If you’re looking to save money on accommodation and restaurants while avoiding the masses, the months of May, June, September, and October are a better time to visit. Croatia is even worth visiting in the off-season winter months, especially the Christmas festival in Zagreb.
2. Paying in Euros instead of Kunas
Most places in Croatia will say they accept Euros or the Croatian Kuna, but you’re better off sticking with the latter. 1 Euro is about 7.4 Kunas, so 74 kunas is 10 Euros. Sometimes, tours and restaurants may end up overcharging you if you pay in Euros.
Be careful to always check the conversion rate if you do pay in Euros, and if you’re unclear about prices, make sure to clarify that it is in Kuna. For example, one restaurant in Dubrovnik has a set menu in Euros, while the rest of the menu is in Kuna.

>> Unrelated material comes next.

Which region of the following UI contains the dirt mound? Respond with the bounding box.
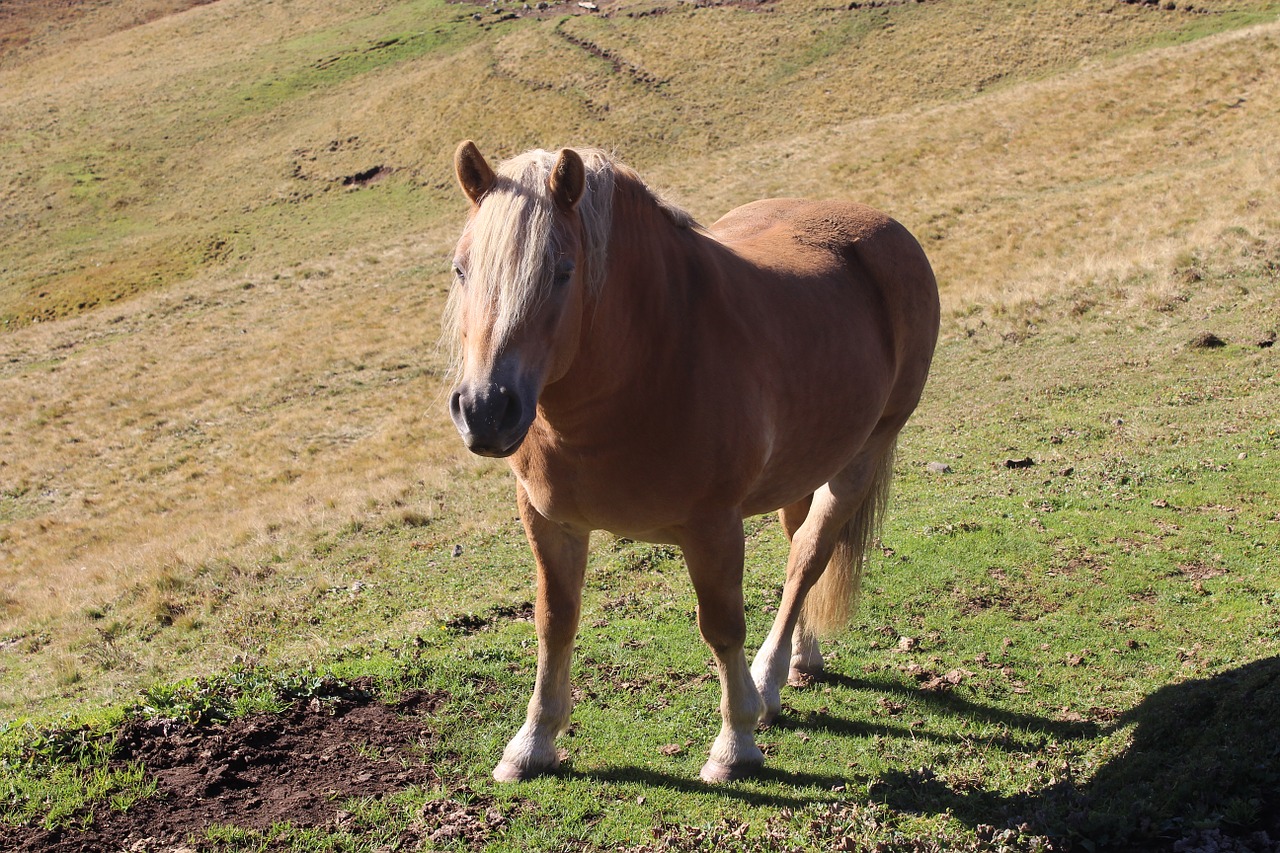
[5,686,445,852]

3. Getting a poor conversion rate for your money
If you need to get Kunas, I wouldn’t always recommend going to an exchange office. Yes, it sounds counter-intuitive. If you have money to exchange, you’ll often get the best exchange rate at a bank.
The most popular banks in Croatia are OTP, Splitska, PBZ, and Erste, any of which should be able to exchange money for you. Also, remember they aren’t open on the weekends. If an exchange office is your only option, make sure you clarify the rate they charge for the exchange.
4. Overpaying for mediocre food at restaurants
You won’t find a shortage of restaurants in Croatia, many of which have excellent cuisine and a remarkable view. However, in tourist spots like Dubrovnik’s Old Town, many mediocre restaurants get away with a high price tag simply because of the location. You may think that you’re getting fresh fish from the Adriatic, but what you’re really paying for is imported frozen fish with a nice view.
Don’t assume that the most expensive restaurants always have the best quality. You may find better quality and prices if you venture away from the center into the mom-and-pop places. Checking Trip Advisor or better yet ask locals for restaurant recommendations is your best bet.
5. Getting overcharged by taxis
Last but certainly not least, taxis can be an easy way to get ripped off in Croatia. Drivers will often have a different price for locals and tourists, which will increase during peak tourism season.
You can find many taxi drivers around the center of the town, or at the airports. Make sure you tell the driver where you are going beforehand and ask how much it is going to be. Depending on where you are staying, you may be better off arranging a ride with your accommodation, as this is often the more affordable option.
Overall, Croatia is full of locals who are genuinely happy to accommodate you during your stay.
That’s probably why so many of us keep coming back.